For diagnosis of Bochdalek hernias, chest radiographs, ultrasound, computed tomography (CT), and magnetic resonance imaging (MRI) can be used. Chest X-ray examination can be used safely even during pregnancy with a sensitivity of 70%. Therefore, normal view of chest X-ray cannot exclude herniation. CT is gold-standard imaging in elective and emergency cases and is useful to show defects in the diaphragm and thickening of the diaphragm and the herniated organs. MRI may be applicable in patients who are hemodynamically stable and cannot undergo computed tomography (e.g., pregnant or allergic to IV contrast) [9].

During pregnancy, the management of Bochdalek hernia can be difficult. Follow-up and treatment at a tertiary healthcare center would be more suitable. If the pregnant woman is in between 24–34 gestational weeks, it is appropriate to initiate steroid treatment for lung maturation and perform nasogastric decompression to save time until transfer of the patient and surgery are planned.

Treatment is planned based on the symptoms of the patient and gestational week. In the asymptomatic patients, elective surgery should be performed in the first or second trimester. In the third trimester, elective surgery also should be performed after fetal lung maturity is documented, with simultaneous cesarean section. Surgical treatment should be planned in emergency cases without considering the gestational week, as in our case in whom symptoms of obstruction developed [10].
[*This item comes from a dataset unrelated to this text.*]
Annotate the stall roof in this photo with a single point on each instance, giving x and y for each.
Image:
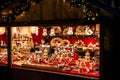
(54, 10)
Transabdominal and transthoracic approaches are also available in repair of diaphragmatic hernia. However, transabdominal approach is at the forefront plan for its ease of surgical technique [11]. Laparoscopic method is at the forefront of elective diaphragmatic hernia repair, whereas its use for emergency cases is uncommon, although it may be performed [12]. Primary repair of the diaphragm opening is the essential surgical method and the risk of its recurrence ranges from 10 to 40%. Although the use of synthetic or biological patches has become widespread in the current surgical approach, the superiority of primary repair has not been clarified yet [11].

Review of the literature reveals that the complication rates are more frequent in the third trimester of pregnancy: preterm labor was observed in 24% of these cases, while fetal death was observed in 13% [10]. In our case, the patient underwent surgery before preterm delivery, and follow-up was performed after surgery. The patient gave a live term birth. It should be kept in mind that the rate of mortality increases when the obstruction symptoms begin, possibly due to maternal respiratory distress, perforated gastrointestinal system, cardiogenic shock, and fetal hypoxia and acidosis [10].

4. Conclusion

In conclusion, diagnosis of the diaphragm hernia during pregnancy is very rare. Diagnosis is rarer in symptomatic patients due to its rarity and the duration of diagnosis may, therefore, be delayed. Diaphragm hernia should be kept in mind in symptomatic patients due to its high maternal and fetal mortality rates.

Conflicts of Interest

The authors declare that they have no conflicts of interest.